Соседи стали осаживать Копылова. Тот отмахнулся от них, продолжал наседать на съёжившегося Микешина.
— Ты мне князем и боярами в глаза не тычь! Знаем мы бояр-то! Видали!
Из-за чего вспыхнула ссора, Никитин не знал, но понимал, что уж если Копылов помянул бояр, то его легко не остановишь. Прошлой зимой, когда шёл Копылов из Москвы с товарами, на него напал боярин Колок с людьми, отнял весь груз, прибил, да ещё и пригрозил: «Пойдёшь жаловаться — хуже будет!» Копылов разорился дочиста, остался с женой и тремя малыми ребятами в пустом доме. В сорок лет ему надо было начинать всё сызнова.
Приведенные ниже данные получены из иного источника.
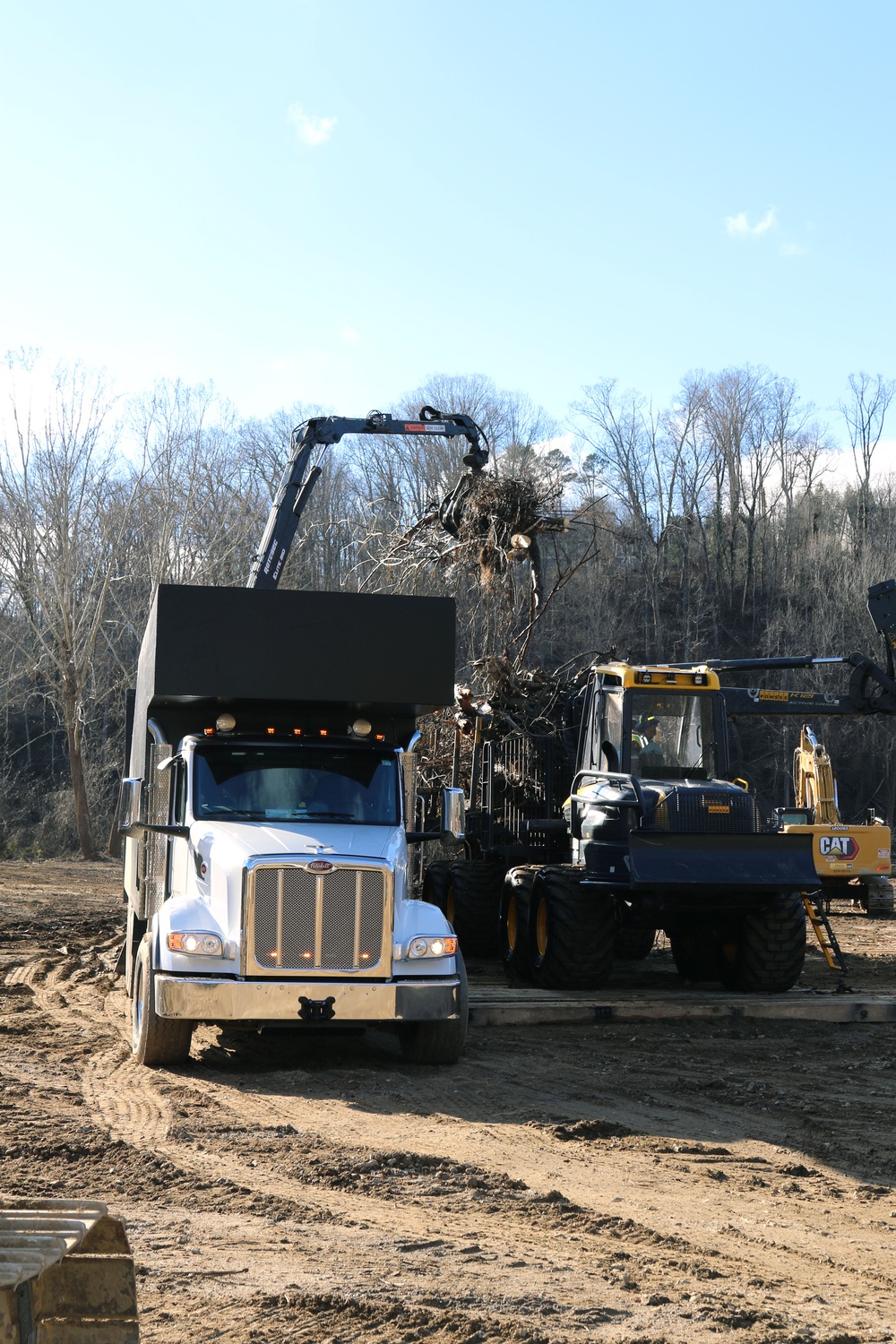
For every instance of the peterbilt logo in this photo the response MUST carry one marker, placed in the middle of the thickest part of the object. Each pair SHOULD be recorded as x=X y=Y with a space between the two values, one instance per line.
x=837 y=847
А Копылов, побагровев, всё шумел:
— Москву поносишь? А ты её видал, Москву-то? В ней Иван твёрдой рукой порядок наводит! Там свои своих не грабят, нет! И рынок московский стал — не нашему чета! Мимо нас гости-то заморские идут! В Москве всему миру встреча! А мы — так, с боку припёка. Вот, дай срок, запрут московской ратью Волгу внизу, так в петлю полезешь! В Новгород, что ль, сунешься? Посадским свой карман дороже. Они из-за нас с Москвой в ссору не полезут! Иль Литве поклониться захотел? Нехристям? Православных продать?!